In verschiedenen Orten in Österreich leben Flüchtlinge derzeit in Zeltlagern. Im Erstaufnahmezentrum Traiskirchen südlich von Wien, der ersten Station für alle in Österreich ankommenden Asylbewerber, sind im Moment mehr als 4500 Menschen untergebracht; ausgelegt ist es für etwa 1800. Weil es nicht genug Betten gibt, schlafen seit Wochen bei jedem Wetter Hunderte Menschen - Erwachsene, aber auch kleine Kinder - auf den Gängen oder unter freiem Himmel am Boden.

Als Anfang Juli heftige Gewitter drohten, bestellte das Innenministerium Postbusse nach Traiskirchen, in denen die Asylbewerber Schutz vor dem Regen finden sollten. Diese Zustände haben sogar die Londoner Zentrale von Amnesty International auf den Plan gerufen: Die Menschenrechtsorganisation will das Lager in der kommenden Woche überprüfen. Erst vor wenigen Tagen soll einem Team des Wiener Psychosozialen Dienstes und der Hilfsorganisation Ärzte ohne Grenzen der Zutritt verwehrt worden sein: "Ärzte ohne Grenzen kommen zwar im Sudan in jedes Lager, aber nicht in Österreich", sagte der Leiter des Psychosozialen Dienstes im Radiosender Ö1. Auch Journalisten dürfen das Lager nur in Ausnahmefällen betreten.

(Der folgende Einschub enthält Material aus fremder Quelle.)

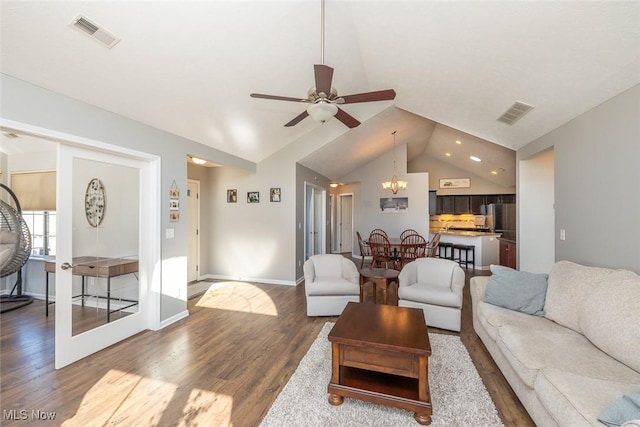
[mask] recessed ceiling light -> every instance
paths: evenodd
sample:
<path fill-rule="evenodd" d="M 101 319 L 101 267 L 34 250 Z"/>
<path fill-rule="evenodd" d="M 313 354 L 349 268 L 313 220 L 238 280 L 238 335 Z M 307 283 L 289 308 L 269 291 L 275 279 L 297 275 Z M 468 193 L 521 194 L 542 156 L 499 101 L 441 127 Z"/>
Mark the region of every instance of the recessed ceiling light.
<path fill-rule="evenodd" d="M 456 140 L 456 144 L 460 145 L 460 144 L 462 144 L 462 141 Z"/>
<path fill-rule="evenodd" d="M 204 159 L 199 159 L 199 158 L 197 158 L 197 157 L 191 157 L 191 161 L 192 161 L 193 163 L 195 163 L 196 165 L 204 165 L 205 163 L 207 163 L 207 161 L 206 161 L 206 160 L 204 160 Z"/>
<path fill-rule="evenodd" d="M 329 184 L 329 187 L 331 187 L 331 188 L 336 188 L 337 186 L 338 186 L 337 182 L 332 182 L 332 183 Z"/>
<path fill-rule="evenodd" d="M 498 172 L 496 172 L 496 171 L 491 171 L 491 173 L 492 173 L 493 175 L 498 175 Z"/>
<path fill-rule="evenodd" d="M 451 153 L 444 153 L 445 156 L 451 157 Z"/>
<path fill-rule="evenodd" d="M 476 156 L 469 156 L 469 158 L 471 160 L 473 160 L 474 162 L 481 162 L 482 161 L 482 159 L 480 157 L 476 157 Z"/>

Aufnahmestopp für das Erstaufnahmelager

Während Kanzler und Vizekanzler gerade ihre neue Gesetzesinitiative vorstellten und ankündigten, den Tagsatz für unbegleitete minderjährige Flüchtlinge zu erhöhen, erließ das ÖVP-regierte Bundesland Niederösterreich, in dem Traiskirchen liegt, wegen der "medizinischen und hygienischen Lage" einen Aufnahmestopp für das Erstaufnahmelager.

Innenministerin Johanna Mikl-Leitner (ÖVP), die erst vor einer Woche forderte, die Standards bei regulären Flüchtlingsheimen zu senken - etwa mit einer Dusche und einem WC für zwanzig statt für zehn Menschen -, kündigte strukturelle Verbesserungen bei der Verteilung der Asylbewerber an. Außerdem habe man in mehreren Gemeinden Baugenehmigungen für Wohncontainer beantragt, und alle obdachlosen Frauen sowie Kinder aus Traiskirchen sollten noch am Freitag in ein Gebäude des Ministeriums übersiedeln. Die Stadt Wien kündigte an, die Betreuung aller unbegleiteten minderjährigen Mädchen aus Traiskirchen zu übernehmen.

Hilfsorganisationen beurteilten die Neuerungen vorsichtig positiv. Dass Menschen in Obhut des Bundes "zur Obdachlosigkeit verurteilt" sind, sei "ein absolut untragbarer Zustand und einer Republik wie Österreich nicht würdig", teilte etwa Michael Landau mit, der Präsident der Caritas, die mehrere tausend Asylbewerber in Österreich betreut: " Jeder Schritt, der dabei hilft, zusätzliche Quartiere und zusätzliche Betten zu schaffen, ist ein guter Schritt."